The Anaheim City Council will consider approving Sept. 27 a new, privately financed $4 billion OC Vibe entertainment, food, and housing project proposed by Anaheim Ducks hockey team owners Henry and Susan Samueli to be built around the Honda Center.
The Samuelis’ H&S Ventures company hopes to start work at the end of this year and finish the 95-acre project in time to host events during the 2028 Los Angeles Summer Olympics, a company spokesman told The Epoch Times.
“We are an Olympic venue for volleyball at the center, so we want OC Vibe to be a showcase to the world, and Anaheim to be a showcase to the world, through the Olympic Games,” project spokesman Matthew Hicks said.
The project would be built inside the Platinum Triangle—an 820-acre area around Angel Stadium and the Honda Center designated by Anaheim in 2004 as a district that would include housing and business development.
The Honda Center, where the Ducks play hockey, is owned by the city. The team has a contract with the city to operate the center until 2043, with an option for additional five-year extensions until 2068, according to Anaheim’s spokesman Mike Lyster.
The city, regrouping after the collapse earlier this year of a deal to sell Angel Stadium, has not seen any significant opposition to the project so far, beyond a few questions related to traffic and parking. Those issues have been addressed by OC Vibe personnel—by including plans to add free parking and ease freeway offramp congestion.
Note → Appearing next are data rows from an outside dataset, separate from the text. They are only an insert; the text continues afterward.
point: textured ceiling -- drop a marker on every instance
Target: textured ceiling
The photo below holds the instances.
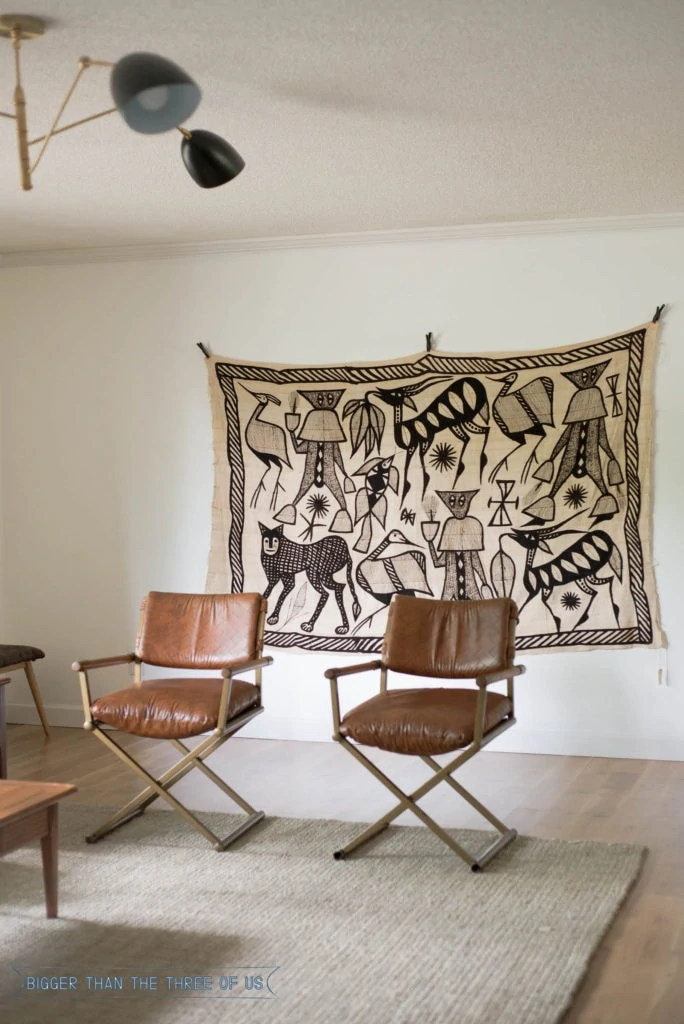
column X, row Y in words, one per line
column 355, row 116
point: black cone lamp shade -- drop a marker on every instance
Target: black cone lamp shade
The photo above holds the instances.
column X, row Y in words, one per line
column 153, row 94
column 209, row 159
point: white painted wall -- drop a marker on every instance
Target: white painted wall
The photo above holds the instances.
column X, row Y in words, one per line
column 107, row 463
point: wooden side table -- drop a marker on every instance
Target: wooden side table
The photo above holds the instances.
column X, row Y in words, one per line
column 3, row 728
column 29, row 811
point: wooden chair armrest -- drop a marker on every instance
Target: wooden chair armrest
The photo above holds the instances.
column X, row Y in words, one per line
column 499, row 677
column 103, row 663
column 351, row 670
column 260, row 663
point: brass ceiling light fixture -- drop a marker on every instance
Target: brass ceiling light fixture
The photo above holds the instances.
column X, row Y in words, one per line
column 152, row 94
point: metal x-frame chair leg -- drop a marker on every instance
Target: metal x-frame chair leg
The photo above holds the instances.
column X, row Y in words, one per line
column 408, row 802
column 160, row 786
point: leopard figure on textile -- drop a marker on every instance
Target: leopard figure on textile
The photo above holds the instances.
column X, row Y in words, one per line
column 282, row 559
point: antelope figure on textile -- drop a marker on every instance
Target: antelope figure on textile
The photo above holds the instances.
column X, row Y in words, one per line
column 462, row 408
column 522, row 414
column 269, row 444
column 575, row 564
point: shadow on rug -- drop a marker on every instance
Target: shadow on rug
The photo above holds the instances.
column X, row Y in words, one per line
column 156, row 926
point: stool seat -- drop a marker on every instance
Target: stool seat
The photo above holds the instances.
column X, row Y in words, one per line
column 11, row 653
column 15, row 656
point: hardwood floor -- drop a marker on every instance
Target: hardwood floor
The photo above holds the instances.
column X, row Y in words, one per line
column 637, row 976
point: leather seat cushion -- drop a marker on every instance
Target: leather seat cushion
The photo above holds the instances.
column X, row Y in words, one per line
column 15, row 653
column 428, row 721
column 172, row 709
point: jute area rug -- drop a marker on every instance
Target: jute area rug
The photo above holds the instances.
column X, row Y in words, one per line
column 402, row 932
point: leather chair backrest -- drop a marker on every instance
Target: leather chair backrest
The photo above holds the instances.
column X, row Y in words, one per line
column 199, row 631
column 450, row 639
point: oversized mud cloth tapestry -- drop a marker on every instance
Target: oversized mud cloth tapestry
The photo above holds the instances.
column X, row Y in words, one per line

Once built and leased, the new hotels, shops, restaurants, and entertainment venues are expected to deliver substantial yearly revenue—about $10 million—which will “go toward police, fire, libraries, community centers, and parks, directly benefiting our residents,” Lyster told The Epoch Times.
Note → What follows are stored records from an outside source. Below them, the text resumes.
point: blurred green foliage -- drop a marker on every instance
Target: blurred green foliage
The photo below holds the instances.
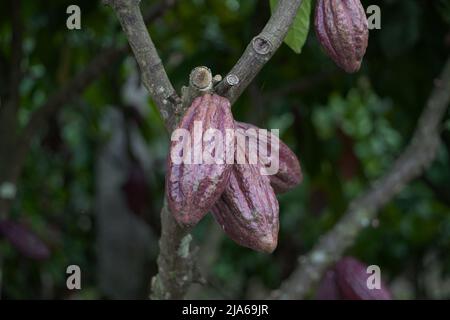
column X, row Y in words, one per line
column 346, row 130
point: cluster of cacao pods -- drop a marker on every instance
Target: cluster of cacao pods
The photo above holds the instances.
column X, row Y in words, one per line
column 342, row 29
column 241, row 198
column 348, row 280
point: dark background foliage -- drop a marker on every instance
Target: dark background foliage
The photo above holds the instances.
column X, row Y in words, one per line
column 346, row 130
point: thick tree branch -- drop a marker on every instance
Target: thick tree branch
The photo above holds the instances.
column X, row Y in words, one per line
column 417, row 156
column 260, row 49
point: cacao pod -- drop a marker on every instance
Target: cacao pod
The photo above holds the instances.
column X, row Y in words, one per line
column 342, row 29
column 193, row 188
column 248, row 209
column 352, row 276
column 24, row 240
column 289, row 173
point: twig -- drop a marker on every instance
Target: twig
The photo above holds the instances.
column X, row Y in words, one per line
column 153, row 74
column 417, row 156
column 16, row 54
column 89, row 74
column 260, row 49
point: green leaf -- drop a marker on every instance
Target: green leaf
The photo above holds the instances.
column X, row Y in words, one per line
column 297, row 34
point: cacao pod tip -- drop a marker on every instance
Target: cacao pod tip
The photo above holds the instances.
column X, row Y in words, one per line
column 268, row 243
column 342, row 30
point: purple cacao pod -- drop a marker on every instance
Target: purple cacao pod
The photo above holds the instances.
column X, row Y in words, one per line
column 289, row 174
column 248, row 209
column 342, row 29
column 194, row 186
column 24, row 240
column 351, row 276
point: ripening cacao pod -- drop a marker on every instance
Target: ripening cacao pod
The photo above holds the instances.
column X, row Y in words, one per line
column 24, row 240
column 248, row 209
column 289, row 173
column 351, row 276
column 194, row 185
column 342, row 29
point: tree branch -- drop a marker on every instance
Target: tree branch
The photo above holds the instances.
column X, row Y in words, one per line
column 176, row 269
column 16, row 54
column 260, row 49
column 417, row 156
column 83, row 79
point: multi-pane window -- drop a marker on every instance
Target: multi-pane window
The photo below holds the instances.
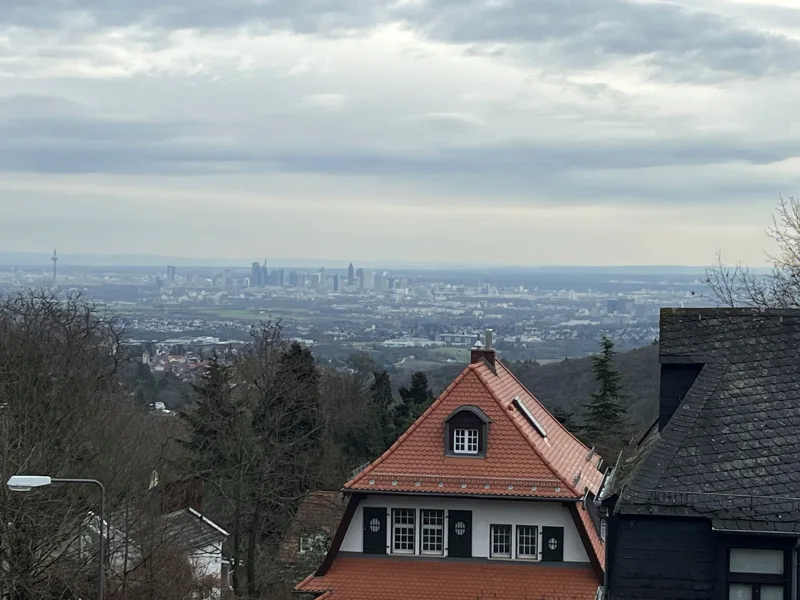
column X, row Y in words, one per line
column 756, row 574
column 501, row 541
column 465, row 441
column 403, row 530
column 432, row 525
column 527, row 536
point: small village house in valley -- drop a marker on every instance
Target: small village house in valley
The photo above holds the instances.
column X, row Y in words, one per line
column 486, row 496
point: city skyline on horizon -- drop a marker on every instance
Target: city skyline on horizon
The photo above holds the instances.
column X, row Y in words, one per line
column 33, row 259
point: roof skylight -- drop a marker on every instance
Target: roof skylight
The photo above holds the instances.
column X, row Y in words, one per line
column 529, row 416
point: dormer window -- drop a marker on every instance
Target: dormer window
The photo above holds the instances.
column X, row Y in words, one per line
column 465, row 441
column 466, row 432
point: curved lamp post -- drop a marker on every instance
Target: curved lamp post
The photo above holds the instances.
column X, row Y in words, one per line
column 26, row 483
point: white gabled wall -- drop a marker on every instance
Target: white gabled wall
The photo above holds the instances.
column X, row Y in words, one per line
column 484, row 514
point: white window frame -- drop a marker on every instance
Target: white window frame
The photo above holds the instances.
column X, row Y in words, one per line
column 407, row 528
column 311, row 542
column 466, row 441
column 757, row 579
column 534, row 540
column 509, row 532
column 434, row 527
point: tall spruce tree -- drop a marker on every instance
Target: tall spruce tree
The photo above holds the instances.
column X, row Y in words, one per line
column 413, row 402
column 381, row 403
column 605, row 418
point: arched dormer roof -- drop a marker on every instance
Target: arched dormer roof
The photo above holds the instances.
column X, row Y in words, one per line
column 469, row 409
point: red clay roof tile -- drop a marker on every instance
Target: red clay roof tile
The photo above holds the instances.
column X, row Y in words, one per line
column 368, row 578
column 518, row 462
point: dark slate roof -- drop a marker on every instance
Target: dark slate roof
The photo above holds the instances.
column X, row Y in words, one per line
column 631, row 459
column 730, row 452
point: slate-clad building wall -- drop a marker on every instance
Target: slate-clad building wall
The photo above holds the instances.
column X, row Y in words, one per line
column 672, row 559
column 708, row 506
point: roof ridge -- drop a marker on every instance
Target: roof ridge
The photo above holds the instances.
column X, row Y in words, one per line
column 412, row 428
column 544, row 408
column 546, row 462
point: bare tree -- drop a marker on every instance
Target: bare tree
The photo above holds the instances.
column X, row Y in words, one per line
column 255, row 439
column 741, row 286
column 65, row 412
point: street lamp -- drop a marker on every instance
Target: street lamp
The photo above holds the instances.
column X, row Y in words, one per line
column 26, row 483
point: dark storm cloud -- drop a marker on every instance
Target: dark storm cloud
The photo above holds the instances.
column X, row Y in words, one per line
column 579, row 33
column 80, row 144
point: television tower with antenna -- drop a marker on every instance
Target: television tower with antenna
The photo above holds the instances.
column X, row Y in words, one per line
column 54, row 258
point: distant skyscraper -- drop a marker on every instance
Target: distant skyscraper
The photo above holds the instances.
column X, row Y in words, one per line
column 54, row 258
column 368, row 279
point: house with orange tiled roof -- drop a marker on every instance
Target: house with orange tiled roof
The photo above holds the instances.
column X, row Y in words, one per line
column 485, row 496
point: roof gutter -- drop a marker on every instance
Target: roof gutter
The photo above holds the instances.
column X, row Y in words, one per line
column 565, row 499
column 752, row 532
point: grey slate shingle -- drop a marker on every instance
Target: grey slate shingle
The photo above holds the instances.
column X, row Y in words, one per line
column 731, row 451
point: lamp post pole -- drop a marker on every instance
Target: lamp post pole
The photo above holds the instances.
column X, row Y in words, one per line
column 25, row 483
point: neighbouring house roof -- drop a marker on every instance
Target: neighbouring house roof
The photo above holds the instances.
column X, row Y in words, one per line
column 367, row 578
column 519, row 461
column 730, row 450
column 190, row 530
column 318, row 512
column 185, row 529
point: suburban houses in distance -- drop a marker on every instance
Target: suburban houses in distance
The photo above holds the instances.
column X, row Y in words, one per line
column 485, row 496
column 707, row 505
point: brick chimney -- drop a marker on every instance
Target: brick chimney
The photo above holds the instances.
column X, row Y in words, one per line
column 484, row 351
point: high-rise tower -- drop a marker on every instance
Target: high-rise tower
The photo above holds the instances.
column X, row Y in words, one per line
column 54, row 258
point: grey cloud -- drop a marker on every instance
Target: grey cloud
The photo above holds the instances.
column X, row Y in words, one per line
column 302, row 16
column 84, row 145
column 589, row 32
column 582, row 33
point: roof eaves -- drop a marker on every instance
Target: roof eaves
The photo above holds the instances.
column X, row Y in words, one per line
column 410, row 430
column 208, row 521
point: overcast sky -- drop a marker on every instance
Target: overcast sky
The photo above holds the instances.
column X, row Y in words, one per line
column 590, row 132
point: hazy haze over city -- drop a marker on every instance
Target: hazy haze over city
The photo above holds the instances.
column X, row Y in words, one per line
column 503, row 132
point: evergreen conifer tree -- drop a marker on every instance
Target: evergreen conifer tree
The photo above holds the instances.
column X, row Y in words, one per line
column 605, row 418
column 413, row 402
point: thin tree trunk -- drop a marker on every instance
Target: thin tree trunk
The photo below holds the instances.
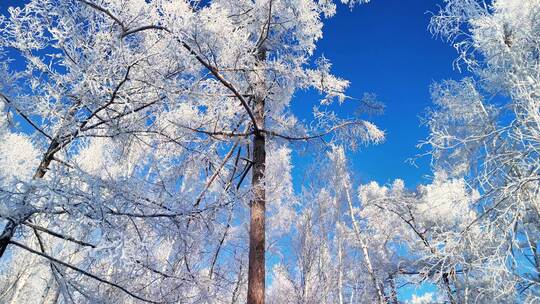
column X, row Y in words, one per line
column 256, row 272
column 11, row 226
column 365, row 251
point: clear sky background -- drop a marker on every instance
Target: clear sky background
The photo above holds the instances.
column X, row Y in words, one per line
column 384, row 47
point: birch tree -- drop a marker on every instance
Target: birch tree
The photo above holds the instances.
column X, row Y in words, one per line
column 147, row 118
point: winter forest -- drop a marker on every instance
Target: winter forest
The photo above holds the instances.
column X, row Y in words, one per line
column 192, row 151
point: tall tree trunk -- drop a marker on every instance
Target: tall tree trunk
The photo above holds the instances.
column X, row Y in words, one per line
column 256, row 272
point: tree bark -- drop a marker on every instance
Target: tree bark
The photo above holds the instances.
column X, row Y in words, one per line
column 256, row 272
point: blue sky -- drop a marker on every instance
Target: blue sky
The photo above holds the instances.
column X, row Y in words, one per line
column 384, row 47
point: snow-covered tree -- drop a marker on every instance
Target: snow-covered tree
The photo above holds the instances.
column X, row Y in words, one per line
column 129, row 129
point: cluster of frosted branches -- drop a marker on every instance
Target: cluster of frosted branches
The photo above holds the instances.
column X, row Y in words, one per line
column 472, row 233
column 126, row 148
An additional $255 million in public benefits is also expected, including new parks and affordable apartments that are included in the plans, he said.
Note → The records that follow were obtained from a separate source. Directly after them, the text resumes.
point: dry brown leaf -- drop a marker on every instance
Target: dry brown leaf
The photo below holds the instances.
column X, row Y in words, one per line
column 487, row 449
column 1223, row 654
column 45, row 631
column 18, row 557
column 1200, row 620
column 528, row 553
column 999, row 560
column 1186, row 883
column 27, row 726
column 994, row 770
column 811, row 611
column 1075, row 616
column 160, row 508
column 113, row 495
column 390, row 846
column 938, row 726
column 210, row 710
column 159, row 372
The Samuelis also have a similar contract until 2043 to manage and operate the Anaheim Regional Transportation Intermodal Center transit hub located on the site. The hub provides rail, bus, and taxis to the region and ties in with the OC Vibe project’s goals to provide more pedestrian and transit-friendly venues, project director Brian Myers told city councilors during a presentation Sept. 13.
Organizers of the 2028 Summer Olympic Games plan the event to be “car-free,” which will align with OC Vibe’s plans for more walkable spaces with adequate transportation options, according to Myers.
“Part of the goal is to get on our feet as quickly as possible and create a pedestrian-friendly environment,” Myers said.
The idea was to be able to create a full array of entertainment, from speakeasies to jazz clubs, public plaza entertainment, a new private club for indoor concerts, and an outdoor amphitheater that will also host six public, city-subsidized events a year, he said. A series of cultural and Latin-based events is also a part of the plan.
“This is the dream of the Samueli family—to have a vibrant community attached to the hockey team,” Myers said.
The project plans include the following:
- Nearly 750,000 square feet of new office and institutional space and more than 80,000 square feet of new indoor and outdoor shopping.
- Two new entertainment venues, including a 5,700-seat concert hall and a 6,000-seat amphitheater plus smaller venues.
- 20 acres of open space including a new community park.
- More than 35 new restaurants.
- 1,500 apartments with 195 of them built as affordable housing for very low-, low-, and moderate-income residents.
- Two hotels – a 320-room Arena Hotel and a 230-room Meadow Hotel.
- 7,143 parking spaces in four new parking structures that would be free to visitors and include a large solar array to provide clean energy to the site.
- $390 million in updates to the Honda Center and $60 million in updates to the Anaheim Regional Transportation Intermodal Center.
Backers say the project is expected to create 10,000 jobs during construction and 3,000 permanent jobs. Developers could start work by the end of the year if they gain city approval, according to Hicks, the project spokesman.
City councilors were thankful for the project.
“This looks amazing. Very exciting,” Councilwoman Gloria Ma’ae told the developer Myers after his presentation last week.
Councilman Jose Moreno said the project “creates another jewel next to the river” and a pipeline for youth in Anaheim.